ICE railway track between Nürnberg and Ingolstadt, Germany.
I like the contrast between nature and technology.

5D3, 100-400L @ 375 mm, 
1/400, f8, ISO 400

No croping, almost no pp, just a little bit more contrast.
I did forget a cpl, maybe it could have been even better, because the air was quite humid.
Comments are welcome.


----------



## Maximilian (Nov 5, 2014)

Upright perspective.

@300 mm, 1/400, f8, ISO400


----------



## Maximilian (Nov 5, 2014)

And just for fun a snapshot of a ICE3 train passing. (No pp)

@400 mm, 1/400, f8, ISO 400


----------



## dpc (Nov 5, 2014)

Maximilian said:


> Upright perspective.
> 
> @300 mm, 1/400, f8, ISO400




Hi! I think the curve and flow of the track works better in portrait orientation. Just a personal view.


----------



## Click (Nov 5, 2014)

dpc said:


> Hi! I think the curve and flow of the track works better in portrait orientation. Just a personal view.



+1


----------



## Maximilian (Nov 5, 2014)

dpc said:


> Hi! I think the curve and flow of the track works better in portrait orientation. Just a personal view.


Hi dpc! Hi Click! 

Thank you for your feedback. That's why I put both pics here. 
I am a little undecided.
I see it similar but...
- I prefer the higher compression of the first picture. 
That didn't work with the composition at the portrait orientation. 
- And as I am not such a fan of pp I have to live with the cable channel down right that is a little bit distracting.
Maybe I should take the efford to erase it.

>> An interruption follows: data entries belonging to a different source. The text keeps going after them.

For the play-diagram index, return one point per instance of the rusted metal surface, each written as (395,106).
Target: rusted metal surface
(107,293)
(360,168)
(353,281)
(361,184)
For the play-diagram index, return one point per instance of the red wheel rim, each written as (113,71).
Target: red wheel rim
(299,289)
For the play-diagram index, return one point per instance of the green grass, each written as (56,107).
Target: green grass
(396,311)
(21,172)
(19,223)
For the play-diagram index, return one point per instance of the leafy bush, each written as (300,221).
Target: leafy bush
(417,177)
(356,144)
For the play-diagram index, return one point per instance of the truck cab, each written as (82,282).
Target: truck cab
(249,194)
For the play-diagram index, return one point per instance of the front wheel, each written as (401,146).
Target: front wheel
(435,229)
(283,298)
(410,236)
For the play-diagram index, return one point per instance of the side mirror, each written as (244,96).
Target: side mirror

Anything else to say? Or are you fine with the rest?
Thanks again.


----------



## dpc (Nov 5, 2014)

Maximilian said:


> dpc said:
> 
> 
> > Hi! I think the curve and flow of the track works better in portrait orientation. Just a personal view.
> ...


----------



## Maximilian (Nov 5, 2014)

dpc said:


> The matter of orientation or compression is, of course, entirely a matter of personal preference. I have no issues with post processing and would not hesitate to remove the cable channel if that produces a better picture. I suppose the issue of post processing becomes somewhat 'philosophical' and a matter of taste. I personally find that it can be pushed too far, but I see nothing wrong with adjusting colour, adding vignetting, cropping, adding textures and whatnot if that is what produces a picture that 'speaks' to you. I don't go with the idea that the camera must capture what is there before you in its pristine state. That pristine state is processed in camera after all and is therefore illusory in some sense, so pushing the process further in software external to the camera is a non-issue for me.


Hi again dpc! 
Thank you for the additional explanation. 
I have to put this straight, because I was not precise enough.
I also do pp and have nothing against it, if it's not too much.
But I am alittle bit lazy when it comes to editing and it is also a my philosophy to better shoot right then to sit hours in front of the PC. So we have almost the same opinion.


----------



## Valvebounce (Nov 8, 2014)

Hi Maximilian. 
Very nice shots, I too prefer the landscape orientation. I see the cable channel as an integral part of the industrial scene shown. I like the snap with the ICE, I think it adds to the commentary!

Cheers, Graham.


----------



## Maximilian (Nov 8, 2014)

Valvebounce said:


> Hi Maximilian.
> Very nice shots, I too prefer the landscape orientation. I see the cable channel as an integral part of the industrial scene shown. I like the snap with the ICE, I think it adds to the commentary!
> 
> Cheers, Graham.


Thank you very much, Graham.


----------